Уязвленная, Бет ответила:
— В том, что касается целей и намерений, мы по одну сторону баррикад.
Подвергнув даму спокойному, безжалостно-тщательному осмотру, Мэри Энн сказала:
— Может, поможете мне как-нибудь выбрать лифчик? Не хочется выглядеть такой худышкой. Вот бы мне бюст, как у вас.
— Бедное дитя, — покачала головой Бет, — да вы просто не понимаете, что к чему.
— Я готов! — с энтузиазмом выпалил Лемминг. — Прямо здесь?
— Нет, — ответил Нитц, — нам нужно идти. Так было условлено на высшем уровне, — он посмотрел на часы, — он, должно быть, уже дома.
— Я много о нем слышал, — доложил Лемминг.
Кумбс, пробудившись от летаргии, запротестовал:
— Не вижу смысла.

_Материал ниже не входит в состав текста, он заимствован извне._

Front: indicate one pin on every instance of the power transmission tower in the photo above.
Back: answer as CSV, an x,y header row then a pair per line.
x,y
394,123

Зачем мы туда идем?
— Не будь занудой, — парировала Бет.
— Мне не хочется с ним встречаться. Никому не хочется. Кроме тебя.
— Ну, я-то не против, — возразил Лемминг, — это полезно в профессиональном плане.
— Уже почти два ночи, — не унимался Кумбс, — я бы пошел спать.
— Мы ненадолго, — неумолимо сказала Бет, — пойди, возьми свой фотоаппарат, будь хорошим мальчиком. Мы обещали прийти. Он просил нас.
Кумбс осклабился.
— Он нас просил? — Он нашел камеру и застегнул ремешок. — То есть это ты его попросила. Та же старая история — только на сей раз подмазана дегтем. Что с тобой, ты устала от…
— Закрой рот, — бросила Бет, удаляясь. — Мы идем; мы обещали. И не верещи, как истеричка.
— Я тебя предупреждаю, — сказал Кумбс, — если мы пойдем туда, то без фокусов. Будешь вести себя прилично.
— Боже.
— Я не шучу.
— Ну конечно, не шутишь. Ты никогда не шутишь. Идем, — сказала она Нитцу и Мэри Энн, — здесь больше делать нечего.
Она махнула Леммингу в сторону двери.
— Да-да, Чад. Просто поверни ручку.
Мэри Энн безропотно принялась искать свой плащ.